I won’t lie but I had to wait a few days just to understand this movie and that is saying something. I still don’t get it or rather I kind of do but I think I still find it strange too. I find out that this is based on feminist writings and maybe that helped me put this movie into prospective. We have all these women with situations where they all practice a type of “perversion” in their lives, the main character Evelyn is insecure in her abilities and therefore uses artifices such as clothing, makeup and a type of armored professionalism to just get through the day, but inside her self confidence is eroding and it’s falling apart in chunks. She has a long term relationship with a man but starts a new one with a woman (I don’t know why but this relationship becomes transient in nature as well). So while Evelyn is being recognized and getting a possible judgeship, her sister Amy is arrested in a nowhere town for shoplifting, Evelyn does her sisterly duties as a lawyer and tries to get her out but it’s the weekend and nobody is working the weekend in this nowhere town. What we get is the background for the sisters obvious problems with each other and their father.
I think this is where we see how both women adjust not to each other but how family and society influence both women where one is insecure and the other is possibly suicidal.

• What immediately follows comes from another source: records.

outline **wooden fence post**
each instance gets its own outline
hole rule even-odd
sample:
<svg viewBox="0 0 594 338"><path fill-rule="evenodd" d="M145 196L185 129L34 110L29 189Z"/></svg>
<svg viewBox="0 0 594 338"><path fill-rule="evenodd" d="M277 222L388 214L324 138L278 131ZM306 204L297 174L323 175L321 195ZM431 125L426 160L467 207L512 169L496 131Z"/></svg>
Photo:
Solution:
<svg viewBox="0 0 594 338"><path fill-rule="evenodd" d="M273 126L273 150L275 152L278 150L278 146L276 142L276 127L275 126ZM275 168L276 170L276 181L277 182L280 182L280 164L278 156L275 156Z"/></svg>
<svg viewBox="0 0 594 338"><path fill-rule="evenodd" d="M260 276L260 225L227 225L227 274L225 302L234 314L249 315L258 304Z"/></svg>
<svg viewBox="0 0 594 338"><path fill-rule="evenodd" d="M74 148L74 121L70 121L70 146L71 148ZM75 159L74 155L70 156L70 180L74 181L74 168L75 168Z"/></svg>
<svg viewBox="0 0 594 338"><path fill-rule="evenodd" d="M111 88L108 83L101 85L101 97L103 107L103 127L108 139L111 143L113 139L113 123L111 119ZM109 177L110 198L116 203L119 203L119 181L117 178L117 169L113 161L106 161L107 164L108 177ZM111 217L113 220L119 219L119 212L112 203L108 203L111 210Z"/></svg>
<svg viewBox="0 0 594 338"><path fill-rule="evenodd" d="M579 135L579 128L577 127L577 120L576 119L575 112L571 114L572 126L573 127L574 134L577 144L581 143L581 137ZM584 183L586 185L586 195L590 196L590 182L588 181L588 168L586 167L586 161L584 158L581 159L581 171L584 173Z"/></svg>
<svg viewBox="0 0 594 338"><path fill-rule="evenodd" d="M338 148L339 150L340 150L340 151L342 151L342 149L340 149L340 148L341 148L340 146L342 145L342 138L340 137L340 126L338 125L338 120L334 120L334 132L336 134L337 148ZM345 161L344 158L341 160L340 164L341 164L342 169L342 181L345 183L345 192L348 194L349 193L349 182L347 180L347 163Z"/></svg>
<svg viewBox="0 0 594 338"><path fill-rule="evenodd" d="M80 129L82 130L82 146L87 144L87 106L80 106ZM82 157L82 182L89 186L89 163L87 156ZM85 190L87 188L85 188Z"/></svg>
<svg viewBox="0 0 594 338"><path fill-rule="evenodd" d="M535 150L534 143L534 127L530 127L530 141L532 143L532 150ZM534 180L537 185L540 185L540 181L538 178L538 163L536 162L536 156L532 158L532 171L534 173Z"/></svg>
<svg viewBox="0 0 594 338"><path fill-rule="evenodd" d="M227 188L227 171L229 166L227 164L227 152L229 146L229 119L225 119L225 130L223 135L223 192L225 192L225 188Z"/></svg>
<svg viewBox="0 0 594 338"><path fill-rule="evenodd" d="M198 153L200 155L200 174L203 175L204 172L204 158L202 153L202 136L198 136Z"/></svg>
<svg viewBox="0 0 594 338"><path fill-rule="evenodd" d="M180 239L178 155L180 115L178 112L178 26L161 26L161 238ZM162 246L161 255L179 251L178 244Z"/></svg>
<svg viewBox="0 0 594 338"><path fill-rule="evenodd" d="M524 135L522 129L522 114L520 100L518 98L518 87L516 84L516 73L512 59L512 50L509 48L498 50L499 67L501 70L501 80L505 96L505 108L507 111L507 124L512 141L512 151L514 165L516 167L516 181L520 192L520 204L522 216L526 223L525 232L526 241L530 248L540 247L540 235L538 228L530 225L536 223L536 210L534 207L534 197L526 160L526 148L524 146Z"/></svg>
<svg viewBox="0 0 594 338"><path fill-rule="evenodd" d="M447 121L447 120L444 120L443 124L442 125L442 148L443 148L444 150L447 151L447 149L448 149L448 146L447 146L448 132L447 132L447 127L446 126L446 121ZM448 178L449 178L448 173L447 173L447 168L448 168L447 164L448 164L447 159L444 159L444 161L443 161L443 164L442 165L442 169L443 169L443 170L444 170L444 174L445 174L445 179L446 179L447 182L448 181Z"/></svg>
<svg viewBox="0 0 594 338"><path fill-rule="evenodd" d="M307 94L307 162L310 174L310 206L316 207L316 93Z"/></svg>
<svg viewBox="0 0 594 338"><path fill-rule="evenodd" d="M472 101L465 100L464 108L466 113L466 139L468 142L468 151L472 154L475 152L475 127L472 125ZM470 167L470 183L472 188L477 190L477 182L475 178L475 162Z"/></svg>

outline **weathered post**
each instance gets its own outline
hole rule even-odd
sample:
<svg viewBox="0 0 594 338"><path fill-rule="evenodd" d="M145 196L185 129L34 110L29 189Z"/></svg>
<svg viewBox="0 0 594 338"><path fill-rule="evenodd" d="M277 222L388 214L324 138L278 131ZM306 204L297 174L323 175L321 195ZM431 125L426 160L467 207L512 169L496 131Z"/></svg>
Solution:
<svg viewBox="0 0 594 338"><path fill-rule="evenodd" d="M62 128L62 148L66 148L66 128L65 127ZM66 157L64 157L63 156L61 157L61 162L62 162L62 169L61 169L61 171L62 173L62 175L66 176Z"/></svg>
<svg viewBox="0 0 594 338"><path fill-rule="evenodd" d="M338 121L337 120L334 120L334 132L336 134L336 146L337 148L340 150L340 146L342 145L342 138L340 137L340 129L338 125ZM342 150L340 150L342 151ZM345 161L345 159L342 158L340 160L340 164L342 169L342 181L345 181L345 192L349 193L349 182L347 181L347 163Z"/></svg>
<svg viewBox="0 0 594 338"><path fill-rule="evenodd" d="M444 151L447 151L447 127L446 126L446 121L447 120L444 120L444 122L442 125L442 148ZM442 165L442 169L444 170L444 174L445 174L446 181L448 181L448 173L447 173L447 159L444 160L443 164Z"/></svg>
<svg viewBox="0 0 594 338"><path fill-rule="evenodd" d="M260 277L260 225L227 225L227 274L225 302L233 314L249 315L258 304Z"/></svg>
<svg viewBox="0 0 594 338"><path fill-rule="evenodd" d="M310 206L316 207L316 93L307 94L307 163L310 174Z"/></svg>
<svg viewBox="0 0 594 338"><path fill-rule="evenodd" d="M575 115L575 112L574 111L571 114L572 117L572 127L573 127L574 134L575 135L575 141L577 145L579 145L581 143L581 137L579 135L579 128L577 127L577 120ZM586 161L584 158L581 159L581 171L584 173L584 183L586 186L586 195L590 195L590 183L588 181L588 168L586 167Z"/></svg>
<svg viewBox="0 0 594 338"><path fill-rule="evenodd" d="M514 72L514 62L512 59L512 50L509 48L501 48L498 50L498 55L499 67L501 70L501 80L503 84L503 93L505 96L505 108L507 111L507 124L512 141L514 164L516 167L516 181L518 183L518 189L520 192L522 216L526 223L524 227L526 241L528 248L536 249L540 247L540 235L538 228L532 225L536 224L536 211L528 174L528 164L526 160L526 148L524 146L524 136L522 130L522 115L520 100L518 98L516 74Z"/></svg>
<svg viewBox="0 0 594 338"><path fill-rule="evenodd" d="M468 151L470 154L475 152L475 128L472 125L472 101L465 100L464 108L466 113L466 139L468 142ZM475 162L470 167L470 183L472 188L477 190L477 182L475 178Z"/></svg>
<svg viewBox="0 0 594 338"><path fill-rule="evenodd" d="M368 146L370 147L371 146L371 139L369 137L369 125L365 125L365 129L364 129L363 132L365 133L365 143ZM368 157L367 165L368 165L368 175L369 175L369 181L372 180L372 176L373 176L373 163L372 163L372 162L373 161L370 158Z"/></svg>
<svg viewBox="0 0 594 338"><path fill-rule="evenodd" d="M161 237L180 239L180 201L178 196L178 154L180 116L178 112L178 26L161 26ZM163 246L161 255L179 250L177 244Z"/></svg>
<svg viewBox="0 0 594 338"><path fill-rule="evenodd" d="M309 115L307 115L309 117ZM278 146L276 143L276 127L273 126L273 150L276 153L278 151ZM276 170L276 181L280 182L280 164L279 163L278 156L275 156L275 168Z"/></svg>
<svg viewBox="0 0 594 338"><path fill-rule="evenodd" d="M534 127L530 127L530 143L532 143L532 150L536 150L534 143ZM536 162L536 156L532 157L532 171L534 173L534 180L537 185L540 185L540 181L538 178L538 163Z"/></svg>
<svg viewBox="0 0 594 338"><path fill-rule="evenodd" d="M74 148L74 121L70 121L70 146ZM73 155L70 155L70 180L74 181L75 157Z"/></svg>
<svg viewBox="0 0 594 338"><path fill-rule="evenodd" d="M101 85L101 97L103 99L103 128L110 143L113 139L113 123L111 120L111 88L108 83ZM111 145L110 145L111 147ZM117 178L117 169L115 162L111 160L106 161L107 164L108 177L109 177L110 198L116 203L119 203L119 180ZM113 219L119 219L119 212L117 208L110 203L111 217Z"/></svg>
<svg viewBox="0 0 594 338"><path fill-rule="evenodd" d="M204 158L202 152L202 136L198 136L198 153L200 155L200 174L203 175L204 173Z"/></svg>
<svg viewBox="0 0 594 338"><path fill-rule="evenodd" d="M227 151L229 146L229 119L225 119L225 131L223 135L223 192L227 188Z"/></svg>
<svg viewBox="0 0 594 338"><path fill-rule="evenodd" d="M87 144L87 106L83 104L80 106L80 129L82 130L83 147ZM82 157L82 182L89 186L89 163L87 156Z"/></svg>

There are other characters in the cast but I think these other women just didn’t work for me because I couldn’t see their point of view, it was too strange and odd from where I was coming from to understand. Such as the desperate very feminine(maybe in the 1950’s old school way) mother who relies/needs including married men to fulfill her fantasy of belonging rather than caring for her own child and she really doesn’t care take of her child who is going through puberty/”the change” but instead of getting support, she is basically abandoned and left to her devices, such as cutting. The only female the in the kid’s life is the stripper aunt who is very sexual but doesn’t seem to like men much or has a very cynical view, I think.
The men are insignificant in this story and it is mostly about Evelyn then Amy and both struggle to deal with the shit in the lives from either their family or the outside world. I’m stopping here because this is giving me a headache. If nothing else if you can do better, I suggest you rent or do what I did and watching it on demand, or something similar and explain it to me.